Frank Blake, the Home Depot executive who succeeded Mr. Nardelli, soon decided to shed the wholesale-supply business. But Home Depot got less than it initially expected for the unit because of the summer credit crunch. And since Mr. Blake took command, its shares have fallen
farther amid the housing downturn.
Home Depot directors insist they didn't wait too long to remove Mr. Nardelli. They promoted
Mr. Blake to vice chairman last fall, then discussed succession for months before concluding the company needed fresh leadership, one person close to the board recalls. "Not only did [the board] act in a timely fashion, but in an orderly and complete fashion," this person says.
Directors remain convinced Mr. Blake "is everything this board expected and desired in a leader," says Kenneth G. Langone, Home Depot's lead director. Mr. Nardelli declined to comment through a spokesman for Chrysler LLC, where he is now chief executive.

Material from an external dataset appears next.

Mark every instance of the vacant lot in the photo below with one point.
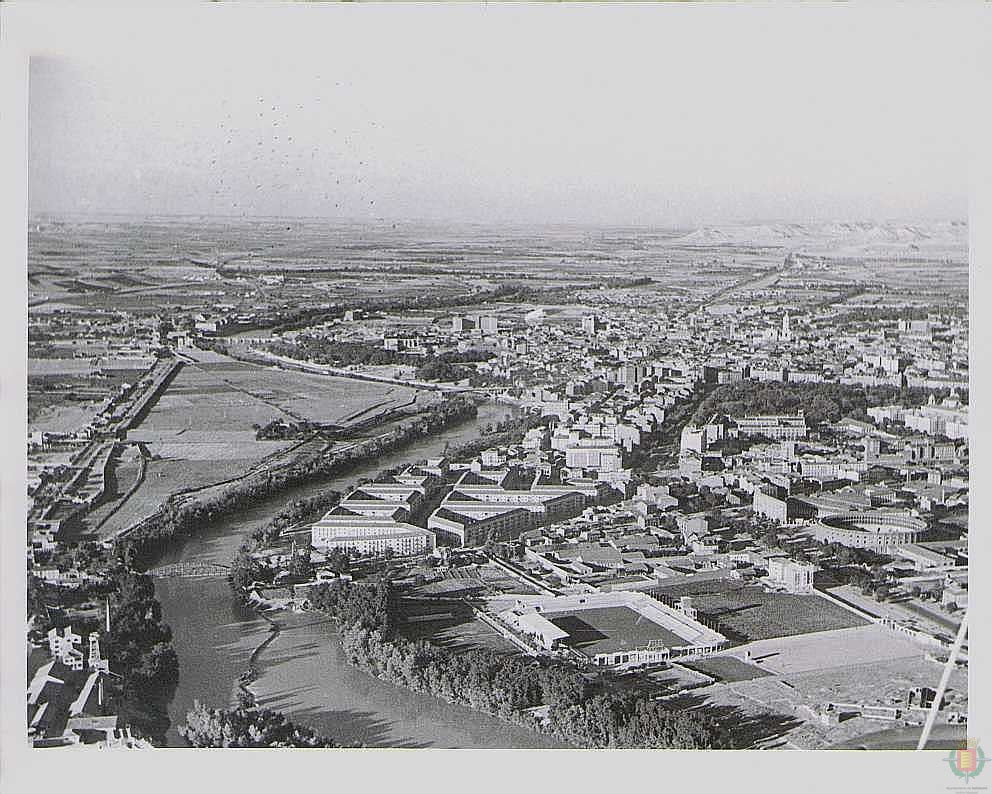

Activist investor Ralph Whitworth, who played a key role in events leading to Mr. Nardelli's departure, believes Sprint Nextel directors were also too patient. Signs emerged late last year that Sprint was losing ground -- even though it had paid $35 billion to buy a hot rival the year before. Millions of its cellphone subscribers had defected to competitors. Remaining customers were switching to less profitable calling plans.
Mr. Forsee "lost credibility with investors over a year ago," maintains Mr. Whitworth, whose Relational Investors LLC owns roughly 1.9% of Sprint's shares outstanding. "As soon as CEOs lose credibility, they should be out of there."
A Sprint spokeswoman has said the board decided to seek Mr. Forsee's successor because "it is the right time to put in place new leadership to move the company forward." Paul Saleh, the finance chief, will lead Sprint until the board completes its search. Through an acquaintance, Mr. Forsee declined to comment this past weekend.
Of course, many deposed CEOs think their boards forced them out too soon. Specialty retailer Sharper Image Corp. terminated Richard Thalheimer, its founder and chief executive, in September 2006 after two years of losses and a long sales slump. The move occurred the same month that directors formed a special panel to review stock-option grants, including those to Mr. Thalheimer, and said the company would restate financial results.
Mr. Thalheimer urged board members to postpone action until mid-2007. "I felt we were on a trend line that showed improvement," and the accounting discrepancies didn't involve fraud, he says. "But they disagreed with me."
The founder's ouster shocked long-time colleagues, hurting morale and productivity, recollects Craig Trabeaux, former executive vice president of retail operations. "It was a major distraction" for employees, who feared wider job losses and store closings, he says.
Steven A. Lightman, an outsider named Sharper Image's CEO last spring, has yet to revive the company's fortunes. The retailer recently reported a wider loss for the fiscal second quarter ended July 31. September same-store sales fell 21%. With no turnaround in sight, "it's easy to say [the termination] was premature," Mr. Thalheimer contends.
Jerry W. Levin, Sharper Image's chairman and former interim chief executive, says the board is "confident it made the correct decision" in removing Mr. Thalheimer. He also notes that the unanimous vote "included two long-tenured directors chosen by Richard Thalheimer." A turnaround specialist, Mr. Levin joined the board in July 2006 with support from a dissident shareholder group.
Directors chopped more than $3 million from Mr. Thalheimer's severance to offset his windfalls from favorably priced options, a December regulatory filing stated. The retailer later restated results for three fiscal years and the subsequent quarter ended April 30, 2006.